1. Giving back is just has important has working toward your dreams. (President Obama)
“I know some of you came to Morehouse from communities where life was about keeping your head down and looking out for yourself. Maybe you feel like you escaped, and you can take your degree, get a fancy job and never look back. And don’t get me wrong – with the heavy weight of student loans, with doors open to you that your parents and grandparents could scarcely imagine, no one expects you to take a vow of poverty. But I will say it betrays a poverty of ambition if all you think about is what goods you can buy instead of what good you can do. Yes, go get that law degree. But if you do, ask yourself if the only option is to defend the rich and powerful, or if you can also find time to defend the powerless,” the President said. “Sure, go get your MBA, or start that business, we need black businesses out there. But ask yourself what broader purpose your business might serve, in putting people to work, or transforming a neighborhood.”
“The most successful CEOs I know didn’t start out intent on making money, rather, they had a vision of how their product or service would change things, and the money followed,” he added.
2. Inspire those who look up to you to expect more of themselves. (President Obama)
“We know that too many young men in our community continue to make bad choices. Growing up, I made a few myself. And I have to confess, sometimes I wrote off my own failings as just another example of the world trying to keep a black man down,” he said. “I had a tendency to make excuses for me not doing the right thing. But one of the things that all of you have learned over the last four years is, there’s no longer any room for excuses.”
3. Career success means nothing without success at home. (President Obama)
“I still wish I had a father who was not only present, but involved. And so my whole life, I’ve tried to be for Michelle and my girls what my father wasn’t for my mother and me. I’ve tried to be a better husband, a better father, and a better man.” he said. “Even now, I’m still learning how to be the best husband and father I can be. Because success in everything else is unfulfilling if we fail at family.”
“I know that when I’m on my deathbed someday, I won’t be thinking about any particular legislation I passed, or policy I promoted. I won’t be thinking about the speech I gave, or the Nobel Prize I received,” he continued. “I’ll be thinking about a walk I took with my daughters, a lazy afternoon with my wife, whether I did right by all of them.”
4. A degree is not everything. (President Obama)
“Whatever success I achieved, whatever positions of leadership I’ve held, have depended less on Ivy League degrees or SAT scores or GPAs, and have instead been due to that sense of empathy and connection – the special obligation I felt, as a black man like you, to help those who needed it most; people who didn’t have the opportunities that I had, because but for the grace of God, I might be in their shoes. So it’s up to you to widen your circle of your concern – to create greater justice both in your own community, but also across our country.
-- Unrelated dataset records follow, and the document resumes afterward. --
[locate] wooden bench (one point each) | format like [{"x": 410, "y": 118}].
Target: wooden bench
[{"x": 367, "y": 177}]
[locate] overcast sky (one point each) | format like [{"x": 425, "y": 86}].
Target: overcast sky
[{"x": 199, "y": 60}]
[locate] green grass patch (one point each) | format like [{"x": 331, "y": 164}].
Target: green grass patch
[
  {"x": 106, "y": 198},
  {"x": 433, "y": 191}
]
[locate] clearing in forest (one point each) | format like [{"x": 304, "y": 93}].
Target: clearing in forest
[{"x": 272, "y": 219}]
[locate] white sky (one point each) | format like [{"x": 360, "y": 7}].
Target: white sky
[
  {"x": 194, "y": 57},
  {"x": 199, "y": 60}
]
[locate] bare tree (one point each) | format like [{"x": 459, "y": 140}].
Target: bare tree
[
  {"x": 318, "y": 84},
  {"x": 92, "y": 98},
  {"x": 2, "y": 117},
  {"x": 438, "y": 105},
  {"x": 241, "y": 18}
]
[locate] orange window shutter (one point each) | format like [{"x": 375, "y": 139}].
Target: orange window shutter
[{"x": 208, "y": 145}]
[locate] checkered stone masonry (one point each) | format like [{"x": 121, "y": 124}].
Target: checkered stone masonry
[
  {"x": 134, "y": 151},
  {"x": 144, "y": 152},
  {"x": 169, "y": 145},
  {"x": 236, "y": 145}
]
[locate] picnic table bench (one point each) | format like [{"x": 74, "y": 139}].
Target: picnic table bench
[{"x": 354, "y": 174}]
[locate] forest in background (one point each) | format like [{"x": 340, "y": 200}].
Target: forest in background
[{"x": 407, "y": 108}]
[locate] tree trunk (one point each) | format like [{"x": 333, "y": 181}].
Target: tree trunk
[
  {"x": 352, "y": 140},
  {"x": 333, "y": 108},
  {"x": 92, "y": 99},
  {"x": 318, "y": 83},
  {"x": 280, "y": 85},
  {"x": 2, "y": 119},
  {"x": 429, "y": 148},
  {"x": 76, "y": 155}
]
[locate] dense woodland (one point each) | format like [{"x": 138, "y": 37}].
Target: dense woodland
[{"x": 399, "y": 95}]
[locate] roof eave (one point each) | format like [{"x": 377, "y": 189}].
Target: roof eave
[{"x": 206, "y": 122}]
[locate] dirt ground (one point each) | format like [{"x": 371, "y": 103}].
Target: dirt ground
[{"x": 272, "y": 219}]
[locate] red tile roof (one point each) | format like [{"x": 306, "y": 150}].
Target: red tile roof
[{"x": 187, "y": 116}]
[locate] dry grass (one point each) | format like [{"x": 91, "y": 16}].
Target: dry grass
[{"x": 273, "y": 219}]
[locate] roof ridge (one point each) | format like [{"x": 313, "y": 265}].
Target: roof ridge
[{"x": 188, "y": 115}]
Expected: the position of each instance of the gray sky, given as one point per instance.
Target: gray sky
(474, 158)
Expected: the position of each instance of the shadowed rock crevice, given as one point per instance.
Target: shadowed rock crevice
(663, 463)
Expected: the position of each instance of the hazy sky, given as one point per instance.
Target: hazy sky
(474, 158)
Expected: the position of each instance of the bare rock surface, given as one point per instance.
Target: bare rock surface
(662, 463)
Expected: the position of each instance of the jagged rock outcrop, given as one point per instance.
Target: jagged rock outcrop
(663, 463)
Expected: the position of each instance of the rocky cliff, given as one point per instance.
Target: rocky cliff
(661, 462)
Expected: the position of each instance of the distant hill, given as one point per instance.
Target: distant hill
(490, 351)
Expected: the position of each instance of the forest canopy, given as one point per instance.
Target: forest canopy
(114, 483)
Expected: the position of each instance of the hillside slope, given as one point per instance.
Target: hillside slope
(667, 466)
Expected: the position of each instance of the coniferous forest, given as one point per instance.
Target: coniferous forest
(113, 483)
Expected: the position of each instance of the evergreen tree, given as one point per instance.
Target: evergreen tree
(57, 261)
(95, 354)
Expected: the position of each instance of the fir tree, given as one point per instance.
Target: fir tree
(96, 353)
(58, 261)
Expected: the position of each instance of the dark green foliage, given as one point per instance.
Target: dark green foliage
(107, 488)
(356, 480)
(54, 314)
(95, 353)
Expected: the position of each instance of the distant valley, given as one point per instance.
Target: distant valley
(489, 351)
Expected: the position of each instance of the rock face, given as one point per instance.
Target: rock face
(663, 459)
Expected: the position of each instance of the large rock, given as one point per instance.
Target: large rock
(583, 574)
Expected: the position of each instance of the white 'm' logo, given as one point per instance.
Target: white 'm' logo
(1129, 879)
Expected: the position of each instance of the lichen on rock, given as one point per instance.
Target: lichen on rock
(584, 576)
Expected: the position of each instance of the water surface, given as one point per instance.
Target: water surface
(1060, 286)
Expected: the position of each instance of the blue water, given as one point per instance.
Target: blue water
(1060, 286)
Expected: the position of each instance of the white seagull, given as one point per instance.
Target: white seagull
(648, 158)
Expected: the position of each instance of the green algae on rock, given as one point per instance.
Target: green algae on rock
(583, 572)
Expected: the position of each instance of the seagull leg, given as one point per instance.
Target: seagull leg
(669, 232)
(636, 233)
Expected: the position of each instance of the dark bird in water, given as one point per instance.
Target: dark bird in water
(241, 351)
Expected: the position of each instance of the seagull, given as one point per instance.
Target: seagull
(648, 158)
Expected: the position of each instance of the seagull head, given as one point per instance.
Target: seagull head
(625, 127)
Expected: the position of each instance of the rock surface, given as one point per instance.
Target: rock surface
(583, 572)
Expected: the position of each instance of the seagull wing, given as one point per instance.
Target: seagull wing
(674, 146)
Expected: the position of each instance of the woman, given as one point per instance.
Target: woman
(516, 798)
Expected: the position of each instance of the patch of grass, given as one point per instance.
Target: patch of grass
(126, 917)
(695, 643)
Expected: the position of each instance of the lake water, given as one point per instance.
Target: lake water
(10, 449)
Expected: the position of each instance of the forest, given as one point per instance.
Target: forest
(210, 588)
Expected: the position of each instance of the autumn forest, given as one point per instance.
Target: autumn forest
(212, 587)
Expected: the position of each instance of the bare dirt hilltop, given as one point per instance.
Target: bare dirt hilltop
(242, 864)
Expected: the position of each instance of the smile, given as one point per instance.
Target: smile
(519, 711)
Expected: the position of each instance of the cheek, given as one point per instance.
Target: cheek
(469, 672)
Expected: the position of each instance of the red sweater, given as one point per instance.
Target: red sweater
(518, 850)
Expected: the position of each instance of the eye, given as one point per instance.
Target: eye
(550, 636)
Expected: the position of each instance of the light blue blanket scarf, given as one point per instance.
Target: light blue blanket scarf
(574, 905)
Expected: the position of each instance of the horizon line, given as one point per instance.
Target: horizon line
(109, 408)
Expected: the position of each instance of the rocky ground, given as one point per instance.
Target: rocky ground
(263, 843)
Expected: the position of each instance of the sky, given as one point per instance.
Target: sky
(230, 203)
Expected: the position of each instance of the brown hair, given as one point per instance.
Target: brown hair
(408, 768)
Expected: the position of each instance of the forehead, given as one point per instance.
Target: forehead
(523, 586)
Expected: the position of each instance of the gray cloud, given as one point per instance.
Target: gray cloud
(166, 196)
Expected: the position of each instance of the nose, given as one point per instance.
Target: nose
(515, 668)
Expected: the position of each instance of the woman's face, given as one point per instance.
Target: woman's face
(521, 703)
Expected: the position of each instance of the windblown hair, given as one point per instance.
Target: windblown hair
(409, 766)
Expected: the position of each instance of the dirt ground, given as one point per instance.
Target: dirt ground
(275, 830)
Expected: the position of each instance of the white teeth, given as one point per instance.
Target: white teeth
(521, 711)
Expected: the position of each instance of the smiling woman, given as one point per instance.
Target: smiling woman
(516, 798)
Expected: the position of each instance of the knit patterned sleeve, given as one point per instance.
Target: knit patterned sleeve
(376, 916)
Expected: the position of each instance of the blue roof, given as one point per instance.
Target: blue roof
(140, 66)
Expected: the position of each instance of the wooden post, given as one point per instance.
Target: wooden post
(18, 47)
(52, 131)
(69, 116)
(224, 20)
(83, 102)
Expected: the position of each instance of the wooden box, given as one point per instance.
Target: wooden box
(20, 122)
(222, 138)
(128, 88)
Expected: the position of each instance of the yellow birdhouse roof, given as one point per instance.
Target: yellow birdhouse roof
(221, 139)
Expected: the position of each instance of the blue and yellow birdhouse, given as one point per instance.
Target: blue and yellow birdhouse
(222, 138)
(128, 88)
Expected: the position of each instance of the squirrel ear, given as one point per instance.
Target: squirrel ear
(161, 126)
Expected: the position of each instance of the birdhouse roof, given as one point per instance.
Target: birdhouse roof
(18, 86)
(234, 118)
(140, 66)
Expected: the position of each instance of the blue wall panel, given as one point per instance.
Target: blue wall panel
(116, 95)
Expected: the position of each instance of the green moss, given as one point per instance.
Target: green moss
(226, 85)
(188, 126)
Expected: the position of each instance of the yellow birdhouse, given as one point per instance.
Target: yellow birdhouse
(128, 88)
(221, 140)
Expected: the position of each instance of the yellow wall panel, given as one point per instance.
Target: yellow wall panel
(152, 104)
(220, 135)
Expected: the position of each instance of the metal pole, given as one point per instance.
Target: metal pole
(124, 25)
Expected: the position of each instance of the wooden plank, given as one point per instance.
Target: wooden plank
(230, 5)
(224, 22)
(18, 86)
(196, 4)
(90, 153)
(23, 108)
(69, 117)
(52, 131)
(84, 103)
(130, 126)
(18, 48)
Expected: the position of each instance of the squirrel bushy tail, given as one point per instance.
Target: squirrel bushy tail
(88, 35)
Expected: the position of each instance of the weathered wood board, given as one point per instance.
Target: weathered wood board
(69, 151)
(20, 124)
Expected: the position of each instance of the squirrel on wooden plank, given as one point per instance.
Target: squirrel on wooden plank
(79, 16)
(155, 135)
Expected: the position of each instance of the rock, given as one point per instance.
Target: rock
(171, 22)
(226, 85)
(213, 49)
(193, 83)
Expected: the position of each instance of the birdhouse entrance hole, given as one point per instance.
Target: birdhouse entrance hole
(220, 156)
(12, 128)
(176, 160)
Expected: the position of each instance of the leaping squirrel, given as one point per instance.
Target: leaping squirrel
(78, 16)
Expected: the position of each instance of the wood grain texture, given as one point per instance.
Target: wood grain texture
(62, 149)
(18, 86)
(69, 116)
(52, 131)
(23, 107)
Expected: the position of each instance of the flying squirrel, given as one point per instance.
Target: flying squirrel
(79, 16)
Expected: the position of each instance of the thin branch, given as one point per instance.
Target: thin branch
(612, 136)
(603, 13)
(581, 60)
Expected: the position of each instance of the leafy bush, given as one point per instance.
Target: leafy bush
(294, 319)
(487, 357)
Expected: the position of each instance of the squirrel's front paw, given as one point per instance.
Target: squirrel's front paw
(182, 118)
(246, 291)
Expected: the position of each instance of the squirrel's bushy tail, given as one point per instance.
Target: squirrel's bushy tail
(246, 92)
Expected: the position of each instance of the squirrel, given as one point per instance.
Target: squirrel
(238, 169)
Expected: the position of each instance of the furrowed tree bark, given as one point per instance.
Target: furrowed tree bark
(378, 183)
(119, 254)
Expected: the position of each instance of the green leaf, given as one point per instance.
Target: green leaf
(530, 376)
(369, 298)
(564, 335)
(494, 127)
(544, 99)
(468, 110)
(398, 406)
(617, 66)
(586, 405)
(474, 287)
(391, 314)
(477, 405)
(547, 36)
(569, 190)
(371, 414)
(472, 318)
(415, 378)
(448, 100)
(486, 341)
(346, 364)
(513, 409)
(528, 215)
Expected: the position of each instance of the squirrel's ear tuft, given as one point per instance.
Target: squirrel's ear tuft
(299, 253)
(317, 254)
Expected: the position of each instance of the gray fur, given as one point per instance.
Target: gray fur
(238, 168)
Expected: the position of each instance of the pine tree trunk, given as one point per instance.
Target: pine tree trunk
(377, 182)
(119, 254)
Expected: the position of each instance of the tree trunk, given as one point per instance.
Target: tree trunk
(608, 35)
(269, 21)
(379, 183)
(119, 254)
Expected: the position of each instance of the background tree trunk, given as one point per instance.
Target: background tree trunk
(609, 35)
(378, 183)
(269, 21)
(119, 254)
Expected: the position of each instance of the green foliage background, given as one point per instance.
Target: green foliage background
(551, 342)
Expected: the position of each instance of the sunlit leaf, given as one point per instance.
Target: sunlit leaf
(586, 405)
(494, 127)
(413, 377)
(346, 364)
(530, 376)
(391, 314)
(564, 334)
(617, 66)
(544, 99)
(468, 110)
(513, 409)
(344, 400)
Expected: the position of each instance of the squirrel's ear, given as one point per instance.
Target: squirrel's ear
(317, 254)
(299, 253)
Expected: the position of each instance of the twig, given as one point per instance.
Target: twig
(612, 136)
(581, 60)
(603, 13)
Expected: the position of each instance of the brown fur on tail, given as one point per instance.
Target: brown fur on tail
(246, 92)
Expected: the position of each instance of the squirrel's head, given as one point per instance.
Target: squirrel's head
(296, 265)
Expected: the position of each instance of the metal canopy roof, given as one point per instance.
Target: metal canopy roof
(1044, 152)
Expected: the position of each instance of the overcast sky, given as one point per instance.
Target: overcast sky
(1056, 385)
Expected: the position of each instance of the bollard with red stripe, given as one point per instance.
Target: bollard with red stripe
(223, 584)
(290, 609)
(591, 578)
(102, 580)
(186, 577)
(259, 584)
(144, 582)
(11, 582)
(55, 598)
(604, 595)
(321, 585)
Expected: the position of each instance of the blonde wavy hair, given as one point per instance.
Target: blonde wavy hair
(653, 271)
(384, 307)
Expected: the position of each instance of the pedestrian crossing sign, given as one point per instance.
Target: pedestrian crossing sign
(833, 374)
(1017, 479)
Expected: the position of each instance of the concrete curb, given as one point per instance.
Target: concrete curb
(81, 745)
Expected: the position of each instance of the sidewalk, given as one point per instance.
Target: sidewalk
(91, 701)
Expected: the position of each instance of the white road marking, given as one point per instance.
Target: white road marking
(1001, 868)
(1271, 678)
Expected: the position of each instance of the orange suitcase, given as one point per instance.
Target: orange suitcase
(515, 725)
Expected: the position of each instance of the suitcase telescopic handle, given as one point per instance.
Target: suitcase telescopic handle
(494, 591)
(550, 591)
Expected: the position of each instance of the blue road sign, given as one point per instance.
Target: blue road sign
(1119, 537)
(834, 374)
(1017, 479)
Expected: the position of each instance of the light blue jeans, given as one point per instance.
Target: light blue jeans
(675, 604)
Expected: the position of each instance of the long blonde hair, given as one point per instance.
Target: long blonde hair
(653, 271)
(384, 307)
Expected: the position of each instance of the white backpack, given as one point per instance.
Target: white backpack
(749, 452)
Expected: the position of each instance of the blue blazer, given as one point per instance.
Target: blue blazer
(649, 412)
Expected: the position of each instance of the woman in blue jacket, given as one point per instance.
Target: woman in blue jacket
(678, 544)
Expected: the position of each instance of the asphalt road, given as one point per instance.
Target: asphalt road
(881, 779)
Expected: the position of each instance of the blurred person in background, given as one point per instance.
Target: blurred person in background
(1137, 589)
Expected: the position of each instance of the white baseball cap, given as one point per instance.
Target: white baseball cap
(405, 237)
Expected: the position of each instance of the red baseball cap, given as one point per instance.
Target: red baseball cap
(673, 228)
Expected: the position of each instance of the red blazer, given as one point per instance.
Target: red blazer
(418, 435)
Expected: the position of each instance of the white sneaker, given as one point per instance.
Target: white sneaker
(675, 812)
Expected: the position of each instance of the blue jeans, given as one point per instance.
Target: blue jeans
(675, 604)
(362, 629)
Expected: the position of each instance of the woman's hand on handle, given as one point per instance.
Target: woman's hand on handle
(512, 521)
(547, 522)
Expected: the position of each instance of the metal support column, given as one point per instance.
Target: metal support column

To make sure everyone has a voice; everyone gets a seat at the table; to make sure that everyone – no matter what they look like or where they come from, or who they love – gets a chance to walk through those doors of opportunity if they want it bad enough.”
5. Too many young people fantasize about becoming ball players and rappers, opposed to teachers and lawyers. (First Lady Michelle)
“Today, more than 150 years after the Emancipation Proclamation, more than 50 years after the end of ‘separate but equal,’ when it comes to getting an education, too many of our young people just can’t be bothered. Today, instead of walking miles every day to school, they’re sitting on couches for hours playing video games, watching TV. Instead of dreaming of being a teacher or a lawyer or a business leader, they’re fantasizing about being a baller or a rapper,” she said and the audience applauded. “Right now, one in three African American students are dropping out of high school. Only one in five African Americans between the ages of 25 and 29 has gotten a college degree — one in five.”